For your really large, simulated text, here is the comparison:
tokens <- stri_split_fixed(sents1, ' ')
zach_ng1_t1 <- system.time(zach_ng1 <- find_ngrams(tokens, 2))
ken_ng1_t1 <- system.time(ken_ng1 <- find_ngrams2(tokens, 1:2))
zach_ng1_t1
# user system elapsed
# 230.176 5.243 246.389
ken_ng1_t1
# user system elapsed
# 58.264 1.405 62.889
Already an improvement, I'd be delighted if this could be improved further. I also should be able to implement the faster dfm()
method into quanteda so that you can get what you want simply through:
dfm(sents1, ngrams = 1:2, what = "fastestword",
toLower = FALSE, removePunct = FALSE, removeNumbers = FALSE, removeTwitter = TRUE))
(That already works but is slower than your overall result, because the way you create the final sparse matrix object is faster - but I will change this soon.)
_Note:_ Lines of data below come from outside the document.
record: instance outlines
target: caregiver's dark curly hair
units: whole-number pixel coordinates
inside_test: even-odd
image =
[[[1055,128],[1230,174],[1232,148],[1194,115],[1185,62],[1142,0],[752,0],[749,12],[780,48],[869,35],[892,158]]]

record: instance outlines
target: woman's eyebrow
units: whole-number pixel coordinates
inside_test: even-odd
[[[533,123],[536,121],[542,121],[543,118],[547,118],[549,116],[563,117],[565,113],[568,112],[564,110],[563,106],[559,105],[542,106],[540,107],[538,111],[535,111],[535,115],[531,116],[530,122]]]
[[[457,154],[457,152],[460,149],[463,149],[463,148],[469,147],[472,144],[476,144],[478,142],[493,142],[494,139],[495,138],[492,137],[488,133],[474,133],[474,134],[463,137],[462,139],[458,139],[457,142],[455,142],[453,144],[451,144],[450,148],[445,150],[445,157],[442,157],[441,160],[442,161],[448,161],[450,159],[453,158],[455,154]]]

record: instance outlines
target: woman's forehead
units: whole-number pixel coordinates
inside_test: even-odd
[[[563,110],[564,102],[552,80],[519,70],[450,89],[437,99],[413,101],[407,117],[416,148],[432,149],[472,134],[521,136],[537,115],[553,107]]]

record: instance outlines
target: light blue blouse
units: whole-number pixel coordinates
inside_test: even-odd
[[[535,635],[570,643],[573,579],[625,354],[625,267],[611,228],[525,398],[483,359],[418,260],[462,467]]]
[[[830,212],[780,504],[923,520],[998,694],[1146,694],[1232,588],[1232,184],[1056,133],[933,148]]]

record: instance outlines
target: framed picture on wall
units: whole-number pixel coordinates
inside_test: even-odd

Here is a test using the dev version of tokenizers, which you can get using devtools::install_github("ropensci/tokenizers")
.
Using the definitions of sents1
, sents2
, and find_ngrams()
above:
library(stringi)
library(magrittr)
library(tokenizers)
library(microbenchmark)
library(pbapply)
set.seed(198)
sents1_sample <- sample(sents1, 1000)
sents2_sample <- sample(sents2, 1000)
test_sents1 <- microbenchmark(
find_ngrams(stri_split_fixed(sents1_sample, ' '), n = 2),
tokenize_ngrams(sents1_sample, n = 2),
times = 25)
test_sents1
Results:
Unit: milliseconds
expr min lq mean
find_ngrams(stri_split_fixed(sents1_sample, " "), n = 2) 79.855282 83.292816 102.564965
tokenize_ngrams(sents1_sample, n = 2) 4.048635 5.147252 5.472604
median uq max neval cld
93.622532 109.398341 226.568870 25 b
5.479414 5.805586 6.595556 25 a
Testing on sents2
test_sents2 <- microbenchmark(
find_ngrams(stri_split_fixed(sents2_sample, ' '), n = 2),
tokenize_ngrams(sents2_sample, n = 2),
times = 25)
test_sents2
Results:
Unit: milliseconds
expr min lq mean
find_ngrams(stri_split_fixed(sents2_sample, " "), n = 2) 509.4257 521.7575 562.9227
tokenize_ngrams(sents2_sample, n = 2) 288.6050 295.3262 306.6635
median uq max neval cld
529.4479 554.6749 844.6353 25 b
306.4858 310.6952 332.5479 25 a
Checking just straight up timing
timing <- system.time({find_ngrams(stri_split_fixed(sents1, ' '), n = 2)})
timing
user system elapsed
90.499 0.506 91.309
timing_tokenizers <- system.time({tokenize_ngrams(sents1, n = 2)})
timing_tokenizers
user system elapsed
6.940 0.022 6.964
timing <- system.time({find_ngrams(stri_split_fixed(sents2, ' '), n = 2)})
timing
user system elapsed
138.957 3.131 142.581
timing_tokenizers <- system.time({tokenize_ngrams(sents2, n = 2)})
timing_tokenizers
user system elapsed
65.22 1.57 66.91
A lot will depend on the texts being tokenized, but that seems to indicate a speedup of 2x to 20x.